Mara Jade stood up. Qi'ra thought she might look sheepish, but she still looked dazed. A huge puddle of water pooled at her feet. Qi'ra stood up too and was abruptly aware that she was nearly naked. Then she felt sheepish, even if they were all at the pool. No one had come for a jolly swim. Context was so important. Then Lane threw a towel at her and she was begrudgingly grateful.
Senator Amidala stopped her at the door as they all dispersed.
"Are you alright, Qi'ra?" she asked in a low voice.
"I'm fine."
She thought that she could tell by Padmé's expression that she could hear how hollow those words were, but she let Qi'ra pass nonetheless.

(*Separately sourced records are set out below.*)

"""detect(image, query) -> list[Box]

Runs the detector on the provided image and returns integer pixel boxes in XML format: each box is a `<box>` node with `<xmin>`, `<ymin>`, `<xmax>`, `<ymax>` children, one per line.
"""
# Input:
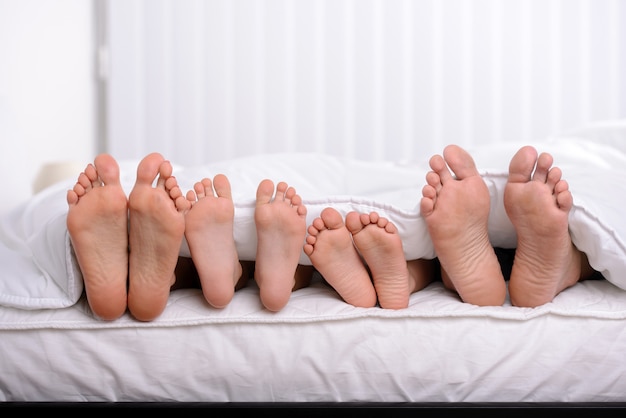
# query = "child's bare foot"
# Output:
<box><xmin>504</xmin><ymin>146</ymin><xmax>591</xmax><ymax>307</ymax></box>
<box><xmin>128</xmin><ymin>153</ymin><xmax>186</xmax><ymax>321</ymax></box>
<box><xmin>254</xmin><ymin>179</ymin><xmax>306</xmax><ymax>312</ymax></box>
<box><xmin>346</xmin><ymin>212</ymin><xmax>409</xmax><ymax>309</ymax></box>
<box><xmin>420</xmin><ymin>145</ymin><xmax>506</xmax><ymax>306</ymax></box>
<box><xmin>304</xmin><ymin>207</ymin><xmax>376</xmax><ymax>308</ymax></box>
<box><xmin>67</xmin><ymin>154</ymin><xmax>128</xmax><ymax>320</ymax></box>
<box><xmin>185</xmin><ymin>174</ymin><xmax>242</xmax><ymax>308</ymax></box>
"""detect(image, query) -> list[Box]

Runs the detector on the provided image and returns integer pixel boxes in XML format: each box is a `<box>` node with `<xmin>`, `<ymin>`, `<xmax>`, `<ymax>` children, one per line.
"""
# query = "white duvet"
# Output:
<box><xmin>0</xmin><ymin>122</ymin><xmax>626</xmax><ymax>402</ymax></box>
<box><xmin>0</xmin><ymin>131</ymin><xmax>626</xmax><ymax>309</ymax></box>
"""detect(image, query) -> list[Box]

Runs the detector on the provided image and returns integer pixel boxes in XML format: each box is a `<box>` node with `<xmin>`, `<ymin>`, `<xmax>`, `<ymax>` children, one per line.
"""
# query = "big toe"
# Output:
<box><xmin>320</xmin><ymin>208</ymin><xmax>343</xmax><ymax>229</ymax></box>
<box><xmin>443</xmin><ymin>145</ymin><xmax>478</xmax><ymax>180</ymax></box>
<box><xmin>94</xmin><ymin>154</ymin><xmax>120</xmax><ymax>184</ymax></box>
<box><xmin>509</xmin><ymin>145</ymin><xmax>537</xmax><ymax>183</ymax></box>
<box><xmin>137</xmin><ymin>152</ymin><xmax>165</xmax><ymax>184</ymax></box>
<box><xmin>256</xmin><ymin>179</ymin><xmax>274</xmax><ymax>203</ymax></box>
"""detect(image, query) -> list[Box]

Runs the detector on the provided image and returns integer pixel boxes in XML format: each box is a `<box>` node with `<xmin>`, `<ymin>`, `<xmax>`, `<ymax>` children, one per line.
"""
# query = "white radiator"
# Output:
<box><xmin>104</xmin><ymin>0</ymin><xmax>626</xmax><ymax>164</ymax></box>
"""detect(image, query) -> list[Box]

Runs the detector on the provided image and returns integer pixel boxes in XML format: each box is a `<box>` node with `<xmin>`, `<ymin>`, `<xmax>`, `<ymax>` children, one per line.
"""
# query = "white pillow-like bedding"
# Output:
<box><xmin>0</xmin><ymin>129</ymin><xmax>626</xmax><ymax>403</ymax></box>
<box><xmin>0</xmin><ymin>136</ymin><xmax>626</xmax><ymax>309</ymax></box>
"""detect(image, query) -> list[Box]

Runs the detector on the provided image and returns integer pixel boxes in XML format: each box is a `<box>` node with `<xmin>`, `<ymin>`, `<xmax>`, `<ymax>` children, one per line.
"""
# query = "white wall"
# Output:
<box><xmin>108</xmin><ymin>0</ymin><xmax>626</xmax><ymax>168</ymax></box>
<box><xmin>0</xmin><ymin>0</ymin><xmax>97</xmax><ymax>212</ymax></box>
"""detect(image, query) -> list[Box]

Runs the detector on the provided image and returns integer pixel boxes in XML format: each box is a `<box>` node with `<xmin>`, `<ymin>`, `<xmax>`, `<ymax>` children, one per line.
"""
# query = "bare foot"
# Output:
<box><xmin>504</xmin><ymin>146</ymin><xmax>589</xmax><ymax>307</ymax></box>
<box><xmin>67</xmin><ymin>154</ymin><xmax>128</xmax><ymax>320</ymax></box>
<box><xmin>346</xmin><ymin>212</ymin><xmax>409</xmax><ymax>309</ymax></box>
<box><xmin>128</xmin><ymin>153</ymin><xmax>186</xmax><ymax>321</ymax></box>
<box><xmin>420</xmin><ymin>145</ymin><xmax>506</xmax><ymax>306</ymax></box>
<box><xmin>254</xmin><ymin>179</ymin><xmax>306</xmax><ymax>312</ymax></box>
<box><xmin>185</xmin><ymin>174</ymin><xmax>242</xmax><ymax>308</ymax></box>
<box><xmin>304</xmin><ymin>207</ymin><xmax>376</xmax><ymax>308</ymax></box>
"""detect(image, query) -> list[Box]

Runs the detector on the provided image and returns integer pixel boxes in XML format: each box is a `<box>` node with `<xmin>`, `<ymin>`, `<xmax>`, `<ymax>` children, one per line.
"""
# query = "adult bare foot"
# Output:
<box><xmin>346</xmin><ymin>212</ymin><xmax>409</xmax><ymax>309</ymax></box>
<box><xmin>185</xmin><ymin>174</ymin><xmax>242</xmax><ymax>308</ymax></box>
<box><xmin>128</xmin><ymin>153</ymin><xmax>186</xmax><ymax>321</ymax></box>
<box><xmin>67</xmin><ymin>154</ymin><xmax>128</xmax><ymax>320</ymax></box>
<box><xmin>504</xmin><ymin>146</ymin><xmax>592</xmax><ymax>307</ymax></box>
<box><xmin>304</xmin><ymin>207</ymin><xmax>377</xmax><ymax>308</ymax></box>
<box><xmin>420</xmin><ymin>145</ymin><xmax>506</xmax><ymax>306</ymax></box>
<box><xmin>254</xmin><ymin>179</ymin><xmax>307</xmax><ymax>312</ymax></box>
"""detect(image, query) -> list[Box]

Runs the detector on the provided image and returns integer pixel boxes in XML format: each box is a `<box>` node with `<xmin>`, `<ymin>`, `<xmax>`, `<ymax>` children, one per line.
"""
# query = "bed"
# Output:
<box><xmin>0</xmin><ymin>122</ymin><xmax>626</xmax><ymax>405</ymax></box>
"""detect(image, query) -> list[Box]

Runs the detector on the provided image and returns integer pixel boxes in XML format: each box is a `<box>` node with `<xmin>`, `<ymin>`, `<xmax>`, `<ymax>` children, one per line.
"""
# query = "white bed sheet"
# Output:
<box><xmin>0</xmin><ymin>280</ymin><xmax>626</xmax><ymax>402</ymax></box>
<box><xmin>0</xmin><ymin>126</ymin><xmax>626</xmax><ymax>402</ymax></box>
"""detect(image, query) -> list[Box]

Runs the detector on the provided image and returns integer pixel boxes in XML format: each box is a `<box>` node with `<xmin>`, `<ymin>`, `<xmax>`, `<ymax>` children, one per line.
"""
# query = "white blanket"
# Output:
<box><xmin>0</xmin><ymin>131</ymin><xmax>626</xmax><ymax>309</ymax></box>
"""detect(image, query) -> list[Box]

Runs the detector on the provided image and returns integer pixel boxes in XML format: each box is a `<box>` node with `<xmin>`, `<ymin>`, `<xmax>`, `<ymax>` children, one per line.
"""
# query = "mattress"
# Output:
<box><xmin>0</xmin><ymin>123</ymin><xmax>626</xmax><ymax>403</ymax></box>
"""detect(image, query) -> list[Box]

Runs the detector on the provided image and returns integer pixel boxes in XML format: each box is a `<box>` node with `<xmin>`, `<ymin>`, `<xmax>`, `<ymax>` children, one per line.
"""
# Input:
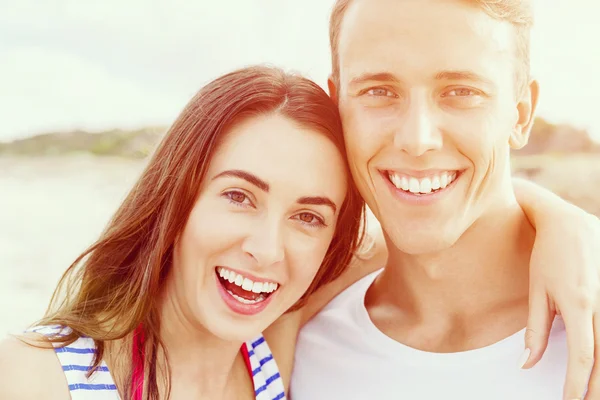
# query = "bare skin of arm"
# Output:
<box><xmin>265</xmin><ymin>178</ymin><xmax>598</xmax><ymax>394</ymax></box>
<box><xmin>0</xmin><ymin>334</ymin><xmax>71</xmax><ymax>400</ymax></box>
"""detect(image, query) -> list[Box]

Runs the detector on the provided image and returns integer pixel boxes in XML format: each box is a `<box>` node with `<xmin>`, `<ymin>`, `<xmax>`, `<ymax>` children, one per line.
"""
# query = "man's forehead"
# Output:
<box><xmin>338</xmin><ymin>0</ymin><xmax>515</xmax><ymax>80</ymax></box>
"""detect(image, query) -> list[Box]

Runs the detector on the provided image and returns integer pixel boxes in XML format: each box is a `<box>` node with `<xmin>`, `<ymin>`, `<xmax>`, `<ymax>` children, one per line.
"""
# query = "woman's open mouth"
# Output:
<box><xmin>215</xmin><ymin>267</ymin><xmax>279</xmax><ymax>315</ymax></box>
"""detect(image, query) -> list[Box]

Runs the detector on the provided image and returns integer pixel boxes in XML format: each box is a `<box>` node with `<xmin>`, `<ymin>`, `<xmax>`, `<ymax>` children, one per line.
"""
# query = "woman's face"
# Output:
<box><xmin>169</xmin><ymin>114</ymin><xmax>347</xmax><ymax>340</ymax></box>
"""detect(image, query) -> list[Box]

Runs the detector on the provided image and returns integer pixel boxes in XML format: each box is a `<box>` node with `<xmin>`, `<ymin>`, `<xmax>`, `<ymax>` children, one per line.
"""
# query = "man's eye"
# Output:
<box><xmin>445</xmin><ymin>88</ymin><xmax>476</xmax><ymax>97</ymax></box>
<box><xmin>367</xmin><ymin>88</ymin><xmax>396</xmax><ymax>97</ymax></box>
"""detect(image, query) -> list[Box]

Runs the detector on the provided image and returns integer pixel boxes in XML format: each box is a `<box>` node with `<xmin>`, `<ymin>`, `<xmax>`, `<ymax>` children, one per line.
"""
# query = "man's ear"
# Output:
<box><xmin>327</xmin><ymin>75</ymin><xmax>338</xmax><ymax>105</ymax></box>
<box><xmin>509</xmin><ymin>80</ymin><xmax>540</xmax><ymax>150</ymax></box>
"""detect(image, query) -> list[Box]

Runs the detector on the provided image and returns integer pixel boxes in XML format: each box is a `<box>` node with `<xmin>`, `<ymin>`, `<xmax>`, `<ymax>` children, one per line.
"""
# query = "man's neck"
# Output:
<box><xmin>366</xmin><ymin>202</ymin><xmax>535</xmax><ymax>352</ymax></box>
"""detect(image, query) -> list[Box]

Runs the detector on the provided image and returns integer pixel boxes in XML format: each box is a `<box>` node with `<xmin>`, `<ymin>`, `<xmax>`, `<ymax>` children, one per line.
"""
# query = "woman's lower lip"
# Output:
<box><xmin>215</xmin><ymin>272</ymin><xmax>277</xmax><ymax>315</ymax></box>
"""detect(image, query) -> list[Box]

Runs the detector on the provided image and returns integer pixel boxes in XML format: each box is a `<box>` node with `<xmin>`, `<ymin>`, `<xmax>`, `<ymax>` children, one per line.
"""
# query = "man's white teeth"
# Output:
<box><xmin>217</xmin><ymin>267</ymin><xmax>279</xmax><ymax>296</ymax></box>
<box><xmin>389</xmin><ymin>171</ymin><xmax>456</xmax><ymax>194</ymax></box>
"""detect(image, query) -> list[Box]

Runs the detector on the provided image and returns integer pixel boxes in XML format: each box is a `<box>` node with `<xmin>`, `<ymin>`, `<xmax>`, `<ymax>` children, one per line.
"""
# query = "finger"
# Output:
<box><xmin>585</xmin><ymin>313</ymin><xmax>600</xmax><ymax>400</ymax></box>
<box><xmin>520</xmin><ymin>288</ymin><xmax>555</xmax><ymax>369</ymax></box>
<box><xmin>563</xmin><ymin>307</ymin><xmax>594</xmax><ymax>400</ymax></box>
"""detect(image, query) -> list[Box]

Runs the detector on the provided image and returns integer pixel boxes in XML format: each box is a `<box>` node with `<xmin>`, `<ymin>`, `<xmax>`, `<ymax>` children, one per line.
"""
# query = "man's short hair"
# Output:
<box><xmin>329</xmin><ymin>0</ymin><xmax>533</xmax><ymax>91</ymax></box>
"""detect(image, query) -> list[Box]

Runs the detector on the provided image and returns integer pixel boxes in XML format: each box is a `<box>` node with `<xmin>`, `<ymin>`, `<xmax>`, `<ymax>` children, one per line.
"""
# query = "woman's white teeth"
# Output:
<box><xmin>388</xmin><ymin>171</ymin><xmax>456</xmax><ymax>194</ymax></box>
<box><xmin>227</xmin><ymin>290</ymin><xmax>265</xmax><ymax>304</ymax></box>
<box><xmin>217</xmin><ymin>267</ymin><xmax>279</xmax><ymax>296</ymax></box>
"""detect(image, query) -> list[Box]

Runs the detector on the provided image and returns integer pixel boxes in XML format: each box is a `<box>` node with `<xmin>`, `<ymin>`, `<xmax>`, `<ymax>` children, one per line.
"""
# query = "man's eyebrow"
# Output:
<box><xmin>350</xmin><ymin>72</ymin><xmax>400</xmax><ymax>85</ymax></box>
<box><xmin>296</xmin><ymin>196</ymin><xmax>337</xmax><ymax>214</ymax></box>
<box><xmin>435</xmin><ymin>70</ymin><xmax>492</xmax><ymax>85</ymax></box>
<box><xmin>212</xmin><ymin>169</ymin><xmax>269</xmax><ymax>193</ymax></box>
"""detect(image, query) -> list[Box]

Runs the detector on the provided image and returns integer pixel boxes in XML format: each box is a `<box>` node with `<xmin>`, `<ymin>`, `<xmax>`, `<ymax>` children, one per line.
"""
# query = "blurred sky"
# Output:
<box><xmin>0</xmin><ymin>0</ymin><xmax>600</xmax><ymax>141</ymax></box>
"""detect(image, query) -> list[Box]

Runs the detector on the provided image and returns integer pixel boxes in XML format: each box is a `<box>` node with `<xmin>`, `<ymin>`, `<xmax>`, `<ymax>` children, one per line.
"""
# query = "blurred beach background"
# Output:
<box><xmin>0</xmin><ymin>0</ymin><xmax>600</xmax><ymax>335</ymax></box>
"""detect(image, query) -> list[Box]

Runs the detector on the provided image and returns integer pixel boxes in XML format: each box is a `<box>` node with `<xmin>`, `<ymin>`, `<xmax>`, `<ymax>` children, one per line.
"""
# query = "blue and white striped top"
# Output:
<box><xmin>28</xmin><ymin>326</ymin><xmax>286</xmax><ymax>400</ymax></box>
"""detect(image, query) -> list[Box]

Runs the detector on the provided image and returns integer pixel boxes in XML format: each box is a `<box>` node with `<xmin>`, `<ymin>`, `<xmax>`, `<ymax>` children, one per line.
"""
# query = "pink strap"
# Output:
<box><xmin>131</xmin><ymin>325</ymin><xmax>146</xmax><ymax>400</ymax></box>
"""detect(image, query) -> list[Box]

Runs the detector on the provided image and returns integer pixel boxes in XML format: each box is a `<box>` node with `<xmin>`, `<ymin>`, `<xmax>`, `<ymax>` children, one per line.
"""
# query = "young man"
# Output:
<box><xmin>291</xmin><ymin>0</ymin><xmax>598</xmax><ymax>400</ymax></box>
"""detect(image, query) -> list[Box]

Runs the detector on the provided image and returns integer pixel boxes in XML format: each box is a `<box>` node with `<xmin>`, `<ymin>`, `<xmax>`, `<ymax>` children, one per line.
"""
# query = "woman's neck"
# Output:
<box><xmin>158</xmin><ymin>288</ymin><xmax>251</xmax><ymax>399</ymax></box>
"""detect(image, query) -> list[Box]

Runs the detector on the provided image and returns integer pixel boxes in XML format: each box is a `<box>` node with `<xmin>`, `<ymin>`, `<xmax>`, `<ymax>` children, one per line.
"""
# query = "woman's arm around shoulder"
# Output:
<box><xmin>0</xmin><ymin>334</ymin><xmax>71</xmax><ymax>400</ymax></box>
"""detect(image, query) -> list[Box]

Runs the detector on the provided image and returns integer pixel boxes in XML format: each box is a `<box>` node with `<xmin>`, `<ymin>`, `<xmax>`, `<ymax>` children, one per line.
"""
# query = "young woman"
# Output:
<box><xmin>0</xmin><ymin>67</ymin><xmax>596</xmax><ymax>400</ymax></box>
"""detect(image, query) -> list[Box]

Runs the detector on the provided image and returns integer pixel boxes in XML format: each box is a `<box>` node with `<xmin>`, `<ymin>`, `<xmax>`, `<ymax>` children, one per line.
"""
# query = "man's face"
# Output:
<box><xmin>330</xmin><ymin>0</ymin><xmax>537</xmax><ymax>254</ymax></box>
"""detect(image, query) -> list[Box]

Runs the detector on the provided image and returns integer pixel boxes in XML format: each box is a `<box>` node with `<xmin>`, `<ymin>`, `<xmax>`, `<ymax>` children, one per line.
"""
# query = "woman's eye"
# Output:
<box><xmin>367</xmin><ymin>88</ymin><xmax>395</xmax><ymax>97</ymax></box>
<box><xmin>296</xmin><ymin>212</ymin><xmax>326</xmax><ymax>226</ymax></box>
<box><xmin>223</xmin><ymin>190</ymin><xmax>252</xmax><ymax>206</ymax></box>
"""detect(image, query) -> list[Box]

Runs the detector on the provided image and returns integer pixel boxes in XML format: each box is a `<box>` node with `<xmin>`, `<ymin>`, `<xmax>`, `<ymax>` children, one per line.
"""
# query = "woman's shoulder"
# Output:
<box><xmin>0</xmin><ymin>331</ymin><xmax>71</xmax><ymax>400</ymax></box>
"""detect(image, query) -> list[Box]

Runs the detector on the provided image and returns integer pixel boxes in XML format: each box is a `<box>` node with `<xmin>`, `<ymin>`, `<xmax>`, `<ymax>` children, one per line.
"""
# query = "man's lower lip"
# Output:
<box><xmin>381</xmin><ymin>171</ymin><xmax>463</xmax><ymax>205</ymax></box>
<box><xmin>215</xmin><ymin>272</ymin><xmax>277</xmax><ymax>315</ymax></box>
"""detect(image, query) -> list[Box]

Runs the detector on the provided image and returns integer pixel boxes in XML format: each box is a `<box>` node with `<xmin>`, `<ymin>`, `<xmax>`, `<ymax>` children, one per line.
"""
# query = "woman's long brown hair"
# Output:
<box><xmin>37</xmin><ymin>67</ymin><xmax>364</xmax><ymax>400</ymax></box>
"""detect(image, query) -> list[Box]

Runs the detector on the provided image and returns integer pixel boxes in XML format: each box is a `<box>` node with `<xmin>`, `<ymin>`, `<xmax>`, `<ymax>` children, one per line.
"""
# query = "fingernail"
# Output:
<box><xmin>519</xmin><ymin>349</ymin><xmax>531</xmax><ymax>369</ymax></box>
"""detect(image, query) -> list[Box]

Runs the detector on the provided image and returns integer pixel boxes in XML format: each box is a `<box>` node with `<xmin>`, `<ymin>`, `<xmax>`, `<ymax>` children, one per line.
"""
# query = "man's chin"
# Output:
<box><xmin>386</xmin><ymin>228</ymin><xmax>460</xmax><ymax>256</ymax></box>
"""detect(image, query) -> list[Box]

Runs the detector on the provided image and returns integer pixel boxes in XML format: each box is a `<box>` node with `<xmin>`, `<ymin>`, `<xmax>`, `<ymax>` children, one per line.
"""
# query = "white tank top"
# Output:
<box><xmin>290</xmin><ymin>270</ymin><xmax>567</xmax><ymax>400</ymax></box>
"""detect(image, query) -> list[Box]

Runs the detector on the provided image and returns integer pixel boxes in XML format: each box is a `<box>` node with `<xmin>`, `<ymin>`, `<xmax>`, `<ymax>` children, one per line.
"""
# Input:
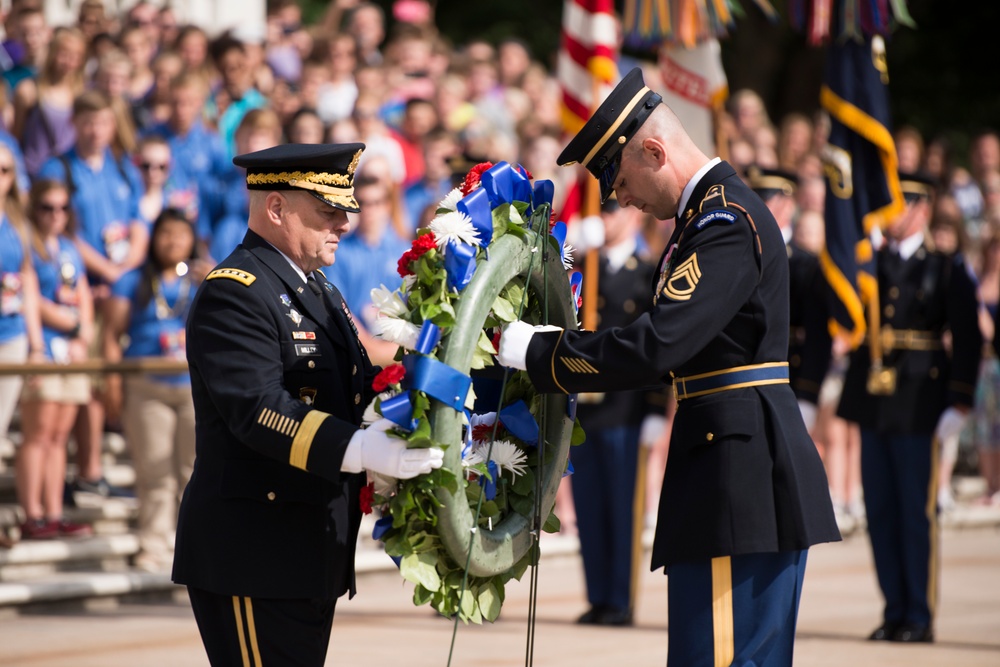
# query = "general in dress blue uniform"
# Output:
<box><xmin>838</xmin><ymin>174</ymin><xmax>983</xmax><ymax>642</ymax></box>
<box><xmin>173</xmin><ymin>144</ymin><xmax>440</xmax><ymax>667</ymax></box>
<box><xmin>499</xmin><ymin>69</ymin><xmax>840</xmax><ymax>667</ymax></box>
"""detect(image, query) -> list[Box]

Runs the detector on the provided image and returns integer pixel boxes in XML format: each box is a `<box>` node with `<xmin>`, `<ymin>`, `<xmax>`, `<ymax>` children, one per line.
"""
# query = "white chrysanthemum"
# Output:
<box><xmin>430</xmin><ymin>211</ymin><xmax>480</xmax><ymax>250</ymax></box>
<box><xmin>482</xmin><ymin>440</ymin><xmax>528</xmax><ymax>477</ymax></box>
<box><xmin>371</xmin><ymin>285</ymin><xmax>410</xmax><ymax>317</ymax></box>
<box><xmin>438</xmin><ymin>188</ymin><xmax>462</xmax><ymax>211</ymax></box>
<box><xmin>375</xmin><ymin>317</ymin><xmax>420</xmax><ymax>350</ymax></box>
<box><xmin>563</xmin><ymin>243</ymin><xmax>573</xmax><ymax>271</ymax></box>
<box><xmin>361</xmin><ymin>391</ymin><xmax>396</xmax><ymax>426</ymax></box>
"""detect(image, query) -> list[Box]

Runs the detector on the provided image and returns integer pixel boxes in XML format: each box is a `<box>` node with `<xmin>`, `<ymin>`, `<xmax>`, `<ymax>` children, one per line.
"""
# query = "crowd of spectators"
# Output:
<box><xmin>0</xmin><ymin>0</ymin><xmax>1000</xmax><ymax>569</ymax></box>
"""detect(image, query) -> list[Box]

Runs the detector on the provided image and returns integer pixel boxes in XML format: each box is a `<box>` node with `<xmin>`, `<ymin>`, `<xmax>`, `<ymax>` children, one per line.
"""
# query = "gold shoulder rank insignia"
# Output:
<box><xmin>559</xmin><ymin>357</ymin><xmax>599</xmax><ymax>374</ymax></box>
<box><xmin>663</xmin><ymin>253</ymin><xmax>701</xmax><ymax>301</ymax></box>
<box><xmin>698</xmin><ymin>185</ymin><xmax>729</xmax><ymax>213</ymax></box>
<box><xmin>205</xmin><ymin>269</ymin><xmax>257</xmax><ymax>287</ymax></box>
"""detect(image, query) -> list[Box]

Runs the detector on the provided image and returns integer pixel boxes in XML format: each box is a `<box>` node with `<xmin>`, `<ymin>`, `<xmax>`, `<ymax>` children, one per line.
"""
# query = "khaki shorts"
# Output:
<box><xmin>21</xmin><ymin>373</ymin><xmax>90</xmax><ymax>405</ymax></box>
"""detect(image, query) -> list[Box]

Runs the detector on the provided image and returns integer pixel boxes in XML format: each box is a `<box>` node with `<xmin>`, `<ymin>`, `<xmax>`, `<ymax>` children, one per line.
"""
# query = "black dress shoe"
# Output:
<box><xmin>892</xmin><ymin>623</ymin><xmax>934</xmax><ymax>644</ymax></box>
<box><xmin>576</xmin><ymin>604</ymin><xmax>607</xmax><ymax>625</ymax></box>
<box><xmin>597</xmin><ymin>607</ymin><xmax>632</xmax><ymax>627</ymax></box>
<box><xmin>868</xmin><ymin>623</ymin><xmax>899</xmax><ymax>642</ymax></box>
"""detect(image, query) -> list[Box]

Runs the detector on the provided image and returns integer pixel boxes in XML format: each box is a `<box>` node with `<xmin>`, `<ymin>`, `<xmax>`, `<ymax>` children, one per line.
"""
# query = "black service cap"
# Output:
<box><xmin>233</xmin><ymin>143</ymin><xmax>365</xmax><ymax>213</ymax></box>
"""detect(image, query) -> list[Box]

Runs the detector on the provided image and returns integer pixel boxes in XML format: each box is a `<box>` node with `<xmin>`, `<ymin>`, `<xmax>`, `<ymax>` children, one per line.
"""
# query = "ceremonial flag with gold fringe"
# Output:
<box><xmin>650</xmin><ymin>37</ymin><xmax>729</xmax><ymax>155</ymax></box>
<box><xmin>622</xmin><ymin>0</ymin><xmax>778</xmax><ymax>49</ymax></box>
<box><xmin>817</xmin><ymin>0</ymin><xmax>905</xmax><ymax>349</ymax></box>
<box><xmin>556</xmin><ymin>0</ymin><xmax>618</xmax><ymax>134</ymax></box>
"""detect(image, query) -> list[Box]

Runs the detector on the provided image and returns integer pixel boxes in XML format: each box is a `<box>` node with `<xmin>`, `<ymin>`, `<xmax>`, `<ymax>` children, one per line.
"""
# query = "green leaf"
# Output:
<box><xmin>493</xmin><ymin>295</ymin><xmax>517</xmax><ymax>322</ymax></box>
<box><xmin>478</xmin><ymin>582</ymin><xmax>503</xmax><ymax>623</ymax></box>
<box><xmin>459</xmin><ymin>589</ymin><xmax>476</xmax><ymax>619</ymax></box>
<box><xmin>413</xmin><ymin>584</ymin><xmax>434</xmax><ymax>607</ymax></box>
<box><xmin>399</xmin><ymin>551</ymin><xmax>441</xmax><ymax>591</ymax></box>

It did not matter. She was fine. She did not have to care that Quinlan Vos was dead, that Mara was distraught, or that the Jedi were hounding the city for a killer who had, it sounded like, now slain one of their own.
He had seemed kind. Vos.
But she would be gone soon. This planet and all of its politics, the handmaidens, and, stars willing, the Jedi would all be behind her. It could all fade away.
What had Mara meant by "it wasn't him?"